An important matter that must not be overlooked by taxpayers is the reportorial requirement of unused ORs to be converted as invoices. All unused manual and loose-leaf ORs to be converted as invoices shall be reported by submitting an inventory of unused ORs, indicating the number of booklets and corresponding serial numbers within 30 days upon effectivity of RR No. 7-2024, to the RDO / LT Office / LT Division where the Head Office or Branch Office is registered, in duplicate original copies.

 

Cash Register Machines (CRM), Point-of-Sale (POS) Machines E-Receipting or Electronic Invoicing Software, and Computerized Accounting Systems (CAS) OR Computerized Books of Accounts (CBA)

On another note, taxpayers using CRM / POS / E-Receipting / E-Invoicing Software may also change the word “Official Receipt” to “Invoice”, “Cash Invoice”, “Charge Invoice”, “Credit Invoice”, “Billing Invoice”, “Service Invoice”, or any name describing the transaction, without the need to notify the RDOs having jurisdiction over the place of business of such sales machines, since the reconfiguration shall be considered as minor system enhancement which shall not require the reaccreditation of sales software/system on the part of the software supplier nor the reissuance of the Permit to Use (PTU) on the part of the taxpayer-user. Provided, that the serial number of the renamed invoice shall start by continuing the last series of the previously approved OR and shall submit notice, indicating the starting serial number of the converted invoice to the RDO / LT Office / LT Division where the machines are registered, in duplicate original copies, almost similar to the process when converting manual or loose-leaf ORs to invoices.

Unlike with CRM / POS / E-Receipting / E-Invoicing Software, taxpayers using duly registered CAS or CBA need to revisit their system to comply with the provisions of the EOPT Act since the system reconfiguration will have a direct effect on the financial aspect, it shall be considered as a major enhancement which will require the taxpayer to update their system registration following the existing policies and procedures of filing a new application. The previously issued Acknowledgement Certificate (AC) or PTU shall be surrendered to the RDO where the concerned taxpayer is registered, and a new AC shall be issued to the Head Office / Branch. The required Annex of the AC shall include all the branches (if applicable) that are using the said system/software and the sets of series of accountable forms (invoice) to be used by each of the branches, if applicable. The BIR provided ample time in reconfiguring machines and systems. Adjustments must be undertaken on or before 30 June 2024. Any extension due to enhancements of the system shall seek approval from the concerned Regional Director or Assistant Commissioner of the Large Taxpayers Service which shall not be longer than 6 months from the effectivity of RR No. 7-2024.

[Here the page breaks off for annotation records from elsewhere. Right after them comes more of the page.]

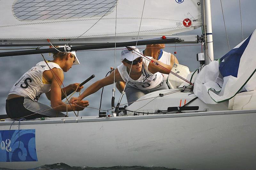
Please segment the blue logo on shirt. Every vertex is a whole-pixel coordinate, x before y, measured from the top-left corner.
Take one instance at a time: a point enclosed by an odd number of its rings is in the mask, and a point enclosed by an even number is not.
[[[176,2],[179,4],[181,4],[184,1],[184,0],[175,0]]]

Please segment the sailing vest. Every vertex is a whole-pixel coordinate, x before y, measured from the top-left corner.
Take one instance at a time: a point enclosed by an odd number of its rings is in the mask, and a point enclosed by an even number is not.
[[[51,69],[56,67],[62,70],[57,63],[47,63]],[[8,95],[15,94],[37,101],[42,93],[51,90],[51,83],[43,77],[44,71],[49,70],[44,61],[39,62],[21,76],[12,86]]]
[[[150,59],[152,57],[148,57]],[[142,90],[152,89],[158,85],[163,81],[163,75],[157,72],[152,74],[148,71],[148,64],[150,62],[143,58],[142,60],[141,75],[138,80],[133,80],[129,76],[126,67],[122,63],[117,67],[117,70],[123,80],[127,81],[129,85]],[[129,78],[129,79],[128,78]]]
[[[143,51],[143,55],[145,55],[145,50]],[[171,63],[171,53],[166,52],[161,49],[160,50],[160,54],[159,54],[157,60],[166,64],[169,65]],[[167,77],[169,75],[166,74],[162,74],[164,76],[164,80],[166,81]]]

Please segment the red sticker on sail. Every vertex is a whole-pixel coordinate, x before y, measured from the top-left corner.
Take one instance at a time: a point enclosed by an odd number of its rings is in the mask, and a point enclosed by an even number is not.
[[[183,20],[183,25],[186,27],[188,27],[192,24],[191,20],[188,18],[186,18]]]

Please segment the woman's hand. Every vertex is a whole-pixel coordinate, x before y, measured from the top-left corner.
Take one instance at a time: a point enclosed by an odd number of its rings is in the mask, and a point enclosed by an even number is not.
[[[87,100],[81,100],[79,102],[73,102],[72,105],[75,110],[80,111],[83,110],[85,107],[89,106],[89,102]]]
[[[72,87],[72,90],[73,91],[75,92],[76,90],[76,92],[79,92],[81,91],[81,89],[84,88],[83,86],[80,87],[79,86],[79,83],[77,83],[70,85],[71,85]],[[77,86],[78,86],[78,87],[77,87]],[[77,90],[76,90],[76,88],[77,88]]]
[[[78,103],[80,102],[82,100],[81,99],[79,99],[78,97],[72,97],[69,100],[69,103],[71,104],[74,104],[75,102]]]

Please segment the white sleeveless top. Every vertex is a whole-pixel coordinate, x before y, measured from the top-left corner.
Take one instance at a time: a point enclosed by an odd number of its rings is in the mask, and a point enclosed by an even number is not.
[[[57,63],[47,63],[51,69],[56,67],[62,70]],[[51,84],[43,81],[43,77],[44,71],[49,70],[44,61],[39,62],[21,76],[12,88],[8,95],[15,94],[37,101],[42,93],[51,90]]]
[[[151,59],[152,57],[148,57]],[[142,60],[142,73],[138,80],[134,80],[129,77],[126,67],[122,63],[117,67],[117,70],[123,80],[126,82],[129,78],[127,83],[131,86],[142,90],[152,89],[158,85],[163,81],[163,75],[157,72],[152,74],[148,71],[148,64],[150,62],[143,58]]]
[[[143,50],[143,55],[145,55],[145,50]],[[166,64],[169,65],[171,63],[171,53],[166,52],[161,49],[160,50],[160,54],[159,54],[157,60]],[[167,77],[169,75],[166,74],[162,74],[164,76],[164,80],[166,81]]]

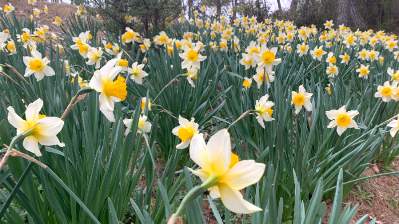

Documents issued by CRM / POS, e-receipting or e-invoicing software containing the word “Official Receipt” beginning the effectivity of RR No. 7-2024 shall not be considered valid for claim of input tax by the buyer/purchaser. Issuance of “Official Receipt” for the sale of goods or services after 30 June 2024, will not be considered as evidence of sales of goods or services and shall be tantamount to failure to issue or non-issuance of invoice and is subject to a penalty of not less than PHP1,000 but not more than PHP50,000 and suffer imprisonment of not less than 2 years but not more than 4 years.

To summarize, RR No. 7-2024 have enlightened taxpayers regarding the invoicing requirements and the transitory requirements to remain compliant and avoid unnecessary penalties. For the taxpayers, these times are challenging and must adapt to the new rules swiftly considering the deadlines set by the BIR and the penalties involved.